Menurut Datuk Dr. Junaidi Payne, Direktur Eksekutif BORA, semua badak sumatera yang ada di penangkaran harus disatukan dalam dua atau tiga fasilitas perawatan intensif, di mana penggunaan gamet (sel yang diproduksi oleh organisme untuk tujuan reproduksi seksual) dapat dimaksimalkan.

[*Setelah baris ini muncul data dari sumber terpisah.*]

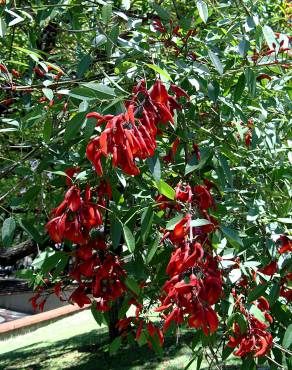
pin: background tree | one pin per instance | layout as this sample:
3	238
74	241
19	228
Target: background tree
157	132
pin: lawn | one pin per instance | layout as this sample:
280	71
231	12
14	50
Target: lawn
76	342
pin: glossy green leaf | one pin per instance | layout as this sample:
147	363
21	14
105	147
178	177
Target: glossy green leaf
165	189
8	229
129	238
203	10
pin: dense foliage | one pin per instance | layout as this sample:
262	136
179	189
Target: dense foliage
145	150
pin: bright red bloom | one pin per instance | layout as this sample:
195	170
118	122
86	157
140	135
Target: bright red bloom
56	228
79	297
73	199
255	340
269	269
286	244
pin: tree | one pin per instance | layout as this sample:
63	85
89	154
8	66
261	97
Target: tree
146	156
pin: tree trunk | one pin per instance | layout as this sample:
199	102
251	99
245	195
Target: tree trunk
113	331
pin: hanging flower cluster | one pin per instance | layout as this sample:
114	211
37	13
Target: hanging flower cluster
99	273
132	135
74	217
256	339
195	283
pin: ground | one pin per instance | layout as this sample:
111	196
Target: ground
76	342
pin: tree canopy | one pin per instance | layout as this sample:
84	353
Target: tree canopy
146	157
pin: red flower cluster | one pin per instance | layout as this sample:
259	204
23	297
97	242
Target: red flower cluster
74	217
286	244
132	135
194	286
256	340
103	276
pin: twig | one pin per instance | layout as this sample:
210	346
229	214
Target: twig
275	362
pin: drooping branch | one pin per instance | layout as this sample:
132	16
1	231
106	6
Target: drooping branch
8	256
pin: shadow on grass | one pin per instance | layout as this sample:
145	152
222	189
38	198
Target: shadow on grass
86	351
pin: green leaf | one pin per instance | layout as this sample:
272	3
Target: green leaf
112	39
274	294
106	13
48	93
213	90
56	261
24	274
29	228
132	285
248	363
226	352
115	345
153	249
154	166
203	10
2	27
250	78
200	222
99	40
129	238
74	126
84	65
243	47
232	236
193	164
173	222
47	130
165	189
102	91
287	340
239	88
257	292
269	36
126	4
226	169
41	258
159	70
146	223
115	231
8	229
162	12
216	62
239	319
97	315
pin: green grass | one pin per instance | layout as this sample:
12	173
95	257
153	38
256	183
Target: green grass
76	342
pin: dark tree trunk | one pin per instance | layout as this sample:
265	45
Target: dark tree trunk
9	256
113	331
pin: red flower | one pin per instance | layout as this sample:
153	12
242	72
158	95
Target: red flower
255	340
79	297
286	244
269	269
56	228
73	199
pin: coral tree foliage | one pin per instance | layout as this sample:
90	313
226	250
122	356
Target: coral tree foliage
158	168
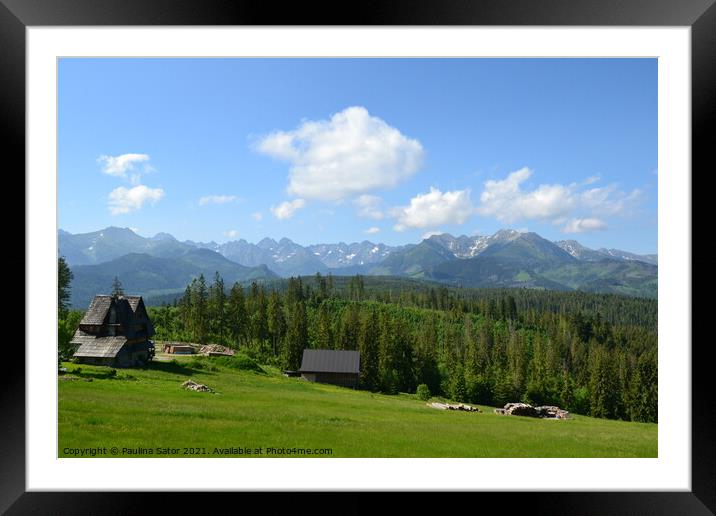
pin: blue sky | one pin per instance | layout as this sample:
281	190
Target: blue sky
389	150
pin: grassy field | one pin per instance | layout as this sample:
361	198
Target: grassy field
148	409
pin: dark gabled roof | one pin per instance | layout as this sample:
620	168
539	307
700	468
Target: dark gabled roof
330	361
98	347
97	311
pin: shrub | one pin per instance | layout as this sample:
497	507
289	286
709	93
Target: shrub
423	392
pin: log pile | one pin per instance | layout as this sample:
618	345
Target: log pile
459	406
193	386
552	412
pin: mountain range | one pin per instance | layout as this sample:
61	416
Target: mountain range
162	264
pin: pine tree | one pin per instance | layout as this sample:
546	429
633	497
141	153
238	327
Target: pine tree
217	307
236	315
296	337
368	347
644	393
276	321
64	278
199	310
324	331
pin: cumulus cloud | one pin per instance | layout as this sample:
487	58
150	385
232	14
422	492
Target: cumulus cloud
609	200
119	165
369	206
582	225
124	200
508	201
216	199
286	209
434	208
350	154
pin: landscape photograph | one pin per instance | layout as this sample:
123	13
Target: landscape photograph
357	257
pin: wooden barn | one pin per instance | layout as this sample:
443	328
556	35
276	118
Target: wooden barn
331	366
178	348
115	331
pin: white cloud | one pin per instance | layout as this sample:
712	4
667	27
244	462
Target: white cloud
119	165
582	225
348	155
286	209
507	201
123	200
369	206
216	199
434	209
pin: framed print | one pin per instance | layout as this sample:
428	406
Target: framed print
510	180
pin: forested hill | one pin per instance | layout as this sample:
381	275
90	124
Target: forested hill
612	308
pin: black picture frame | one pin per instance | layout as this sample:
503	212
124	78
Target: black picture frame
16	15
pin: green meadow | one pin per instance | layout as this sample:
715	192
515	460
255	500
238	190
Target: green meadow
250	408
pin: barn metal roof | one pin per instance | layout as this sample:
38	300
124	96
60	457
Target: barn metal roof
330	361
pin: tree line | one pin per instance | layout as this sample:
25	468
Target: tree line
489	347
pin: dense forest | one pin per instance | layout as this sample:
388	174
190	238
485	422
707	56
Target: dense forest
588	353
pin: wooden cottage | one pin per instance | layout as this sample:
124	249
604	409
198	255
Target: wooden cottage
115	331
331	366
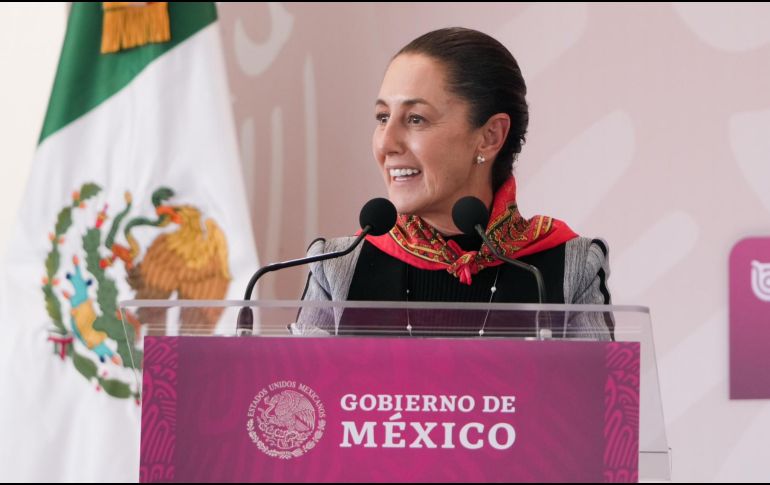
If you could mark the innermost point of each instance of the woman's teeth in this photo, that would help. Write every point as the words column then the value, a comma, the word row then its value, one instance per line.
column 403, row 172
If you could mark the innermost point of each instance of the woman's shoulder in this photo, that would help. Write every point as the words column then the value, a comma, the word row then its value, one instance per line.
column 586, row 270
column 584, row 248
column 335, row 274
column 323, row 245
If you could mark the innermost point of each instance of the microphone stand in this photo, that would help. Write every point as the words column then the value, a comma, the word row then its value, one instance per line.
column 245, row 321
column 541, row 333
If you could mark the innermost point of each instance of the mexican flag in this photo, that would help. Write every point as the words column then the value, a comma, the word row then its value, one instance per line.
column 135, row 192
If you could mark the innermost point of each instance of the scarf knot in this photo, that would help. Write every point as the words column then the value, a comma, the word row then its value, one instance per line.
column 418, row 244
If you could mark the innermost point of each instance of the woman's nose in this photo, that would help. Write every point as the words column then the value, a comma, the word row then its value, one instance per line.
column 390, row 139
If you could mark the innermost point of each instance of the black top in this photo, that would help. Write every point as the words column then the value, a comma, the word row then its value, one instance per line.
column 381, row 277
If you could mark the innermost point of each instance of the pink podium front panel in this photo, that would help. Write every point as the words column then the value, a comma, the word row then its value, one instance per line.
column 388, row 409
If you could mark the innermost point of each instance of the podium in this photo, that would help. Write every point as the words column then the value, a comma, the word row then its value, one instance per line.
column 395, row 391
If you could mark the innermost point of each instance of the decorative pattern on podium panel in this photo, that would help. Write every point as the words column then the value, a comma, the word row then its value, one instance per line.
column 159, row 410
column 621, row 398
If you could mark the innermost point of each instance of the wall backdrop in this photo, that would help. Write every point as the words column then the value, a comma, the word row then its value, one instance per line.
column 650, row 127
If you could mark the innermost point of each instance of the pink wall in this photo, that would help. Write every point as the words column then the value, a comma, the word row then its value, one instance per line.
column 650, row 126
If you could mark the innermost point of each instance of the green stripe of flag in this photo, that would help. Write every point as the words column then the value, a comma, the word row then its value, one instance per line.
column 85, row 78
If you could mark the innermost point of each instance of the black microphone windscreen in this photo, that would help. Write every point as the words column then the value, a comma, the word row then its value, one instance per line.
column 380, row 214
column 469, row 212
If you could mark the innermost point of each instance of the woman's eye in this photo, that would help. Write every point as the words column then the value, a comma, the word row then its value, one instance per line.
column 415, row 120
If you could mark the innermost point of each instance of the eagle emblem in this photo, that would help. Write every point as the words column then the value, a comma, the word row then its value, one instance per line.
column 94, row 256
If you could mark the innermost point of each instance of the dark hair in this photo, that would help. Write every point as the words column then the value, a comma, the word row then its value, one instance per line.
column 484, row 73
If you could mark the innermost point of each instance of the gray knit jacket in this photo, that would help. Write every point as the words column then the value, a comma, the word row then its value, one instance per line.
column 586, row 268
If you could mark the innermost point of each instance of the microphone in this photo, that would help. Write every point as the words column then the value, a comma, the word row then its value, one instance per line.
column 377, row 217
column 471, row 216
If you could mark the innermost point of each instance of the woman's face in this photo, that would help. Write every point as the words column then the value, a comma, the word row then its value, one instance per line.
column 423, row 141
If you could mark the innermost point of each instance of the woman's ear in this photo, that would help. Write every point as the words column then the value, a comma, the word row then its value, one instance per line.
column 493, row 135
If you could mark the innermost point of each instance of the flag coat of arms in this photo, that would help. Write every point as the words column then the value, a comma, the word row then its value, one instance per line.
column 135, row 192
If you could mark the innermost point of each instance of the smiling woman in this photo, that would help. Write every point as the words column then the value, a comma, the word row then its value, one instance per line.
column 450, row 120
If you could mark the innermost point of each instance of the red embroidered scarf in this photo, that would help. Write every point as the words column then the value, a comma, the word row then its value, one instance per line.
column 415, row 242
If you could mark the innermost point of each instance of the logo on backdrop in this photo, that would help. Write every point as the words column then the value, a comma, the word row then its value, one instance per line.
column 94, row 250
column 286, row 419
column 760, row 280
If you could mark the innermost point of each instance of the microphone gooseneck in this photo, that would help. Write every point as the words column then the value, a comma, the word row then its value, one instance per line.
column 377, row 217
column 471, row 216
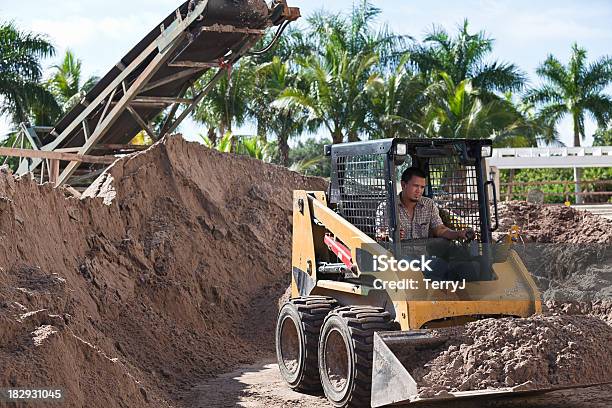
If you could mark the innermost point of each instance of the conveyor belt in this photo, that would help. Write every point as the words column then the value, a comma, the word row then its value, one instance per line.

“Kita berpacu dengan waktu untuk menghasilkan gamet dari badak di sini untuk digunakan dalam fertilisasi in-vitro. Serta, mengawetkan gamet dengan dibekukan dan baris stem sel dalam kurun 2014-2017,” katanya.
Direktur Sabah Wildlife, William Baya, mengatakan bahwa melalui ART setiap individu badak dapat dimaksimalkan untuk membantu menyelamatkan spesies ini.
“Mengingat, spesies ini benar-benar di ambang kepunahan, Sabah Wildlife Department berkomitmen mendukung program penangkaran badak sumatera dengan menggunakan teknologi ART. Ini cara terbaik yang kita miliki. Pada prinsipnya, kami siap mendukung Indonesia melestarikan satwa ini, jika diminta.”
Dato Dr. Dionysius Sharma, CEO dan Direktur Eksekutif WWF-Malaysia, yakin bahwa program ART bisa menyelamatkan badak sumatera dari kepunahan. “Solusi inovatif diperlukan untuk mengangkat kembali populasi badak sumatera terancam punah. Lebih dari seabad lalu, badak afrika juga terancam punah dan dipindahkan ke pusat konservasi berupa tanah luas yang dipagar, serta penangkaran yang dilakukan terhadap bison eropa. Kami berharap dapat melakukan yang sama terhadap badak sumatera,” ujarnya.